Prime Minister of Canada, Justin Trudeau, Announcing early elections for September 20, two years after the first federal election last Sunday (15), predicts that the country is going through a “historic” moment with the epidemic.
“The governor general has accepted my request to dissolve parliament, so Canadians will go to the polls on September 20,” he said from the federal capital, Ottawa.
According to Trudeau, the country is experiencing a “historic moment” that is why “it is so important for Canadians to choose how we can get out of this epidemic and how we can rebuild ourselves.”
“Now, we are going to make decisions not only for the next few months, but for decades to come,” said Trudeau, 49.
“I urge you to support a progressive and ambitious government that supports a strong healthcare system, affordable housing and a secure environment,” he said, launching some of the key themes of his campaign.
Leading a minority government since October 2019 and relying on the opposition to pass his reforms, Justin Trudeau wants to use the positive polls to control the success of the epidemic and vaccination campaign.
But other parties, against a referendum this summer, have begun animosity and denounced the political account, while the epidemic is not over.
Like other countries, the Canada It was recently announced that it is facing a fourth epidemic due to delta variation, which is highly contagious.
However, the country has one of the best vaccine coverage in the world – 71% of 38 million Canadians received the first dose and 62% were fully vaccinated.
“This is the only window for Justin Trudeau, because returning to school in two weeks will inevitably increase covet cases,” Felix Mathieu, a professor of political science at the University of Winnipeg, told AFP.
“It’s already 18 months, which is the average lifespan of a minority government.”
But Daniel Beland, a professor of political science at McGill University, believes current research does not guarantee the majority that this is a “dangerous gamble.”

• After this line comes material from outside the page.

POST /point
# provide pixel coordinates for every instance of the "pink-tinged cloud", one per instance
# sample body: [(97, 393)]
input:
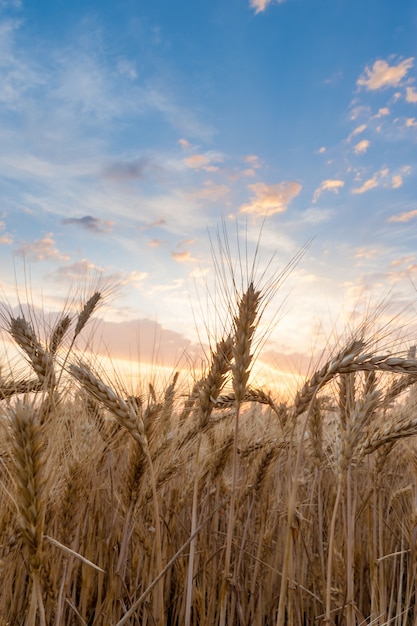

To lead a majority government, his party, which has 155 elected members, must win at least 170 of the 338 seats in the lower house, the General Assembly.
“He could run for a few seats in this election,” he added. “Since this election is clearly Trudeau’s decision, if he fails, it will be costly in terms of leadership.
Before him, the leader of the Conservatives, Erin O’Toole, was the only party capable of forming a government – currently 119 delegates – suffering from a lack of popularity among the public opinion, but the rural provinces could be counted as a reservoir of votes.
This Sunday, for the official launch of his campaign, O’Dwyer bet in his speech on the promise of a “strong economy” as opposed to the liberal policy of “more debt, more spending”. He also strongly condemned Trudeau’s decision to call an election.
“We must not compromise our efforts for sports or political interests,” O’Dwyer told a news conference.
Jagmeet Singh, who heads the New Democratic Party (NDP), is among Trudeau’s other rivals and can garner votes among young people and urbanites alike.
Condemning Trudeau’s “selfish decision”, Singh said on Sunday that he was “ready to fight for workers, the rich and big business to do their fair share and create a recovery that benefits all.”
The election campaign, which is expected to last just 36 days, will largely revolve around epidemic management and the government’s comprehensive emergency assistance programs and a $ 101 billion post-epidemic recovery plan over three years.
But environmental issues and reconciliation with the tribal people will be crucial to this election, which promises to be unprecedented.
Knowing that ongoing health measures in many states will limit election rallies and cause great uncertainty participation, “low participation will reduce the legitimacy of the next government,” Felix Mathews adds.
In addition, if postal voting stops, as expected due to the epidemic, it may take some time to know the outcome of the vote.
Videos: Most viewed G1 in last 7 days
“Music geek. Coffee lover. Devoted food scholar. Web buff. Passionate internet guru.”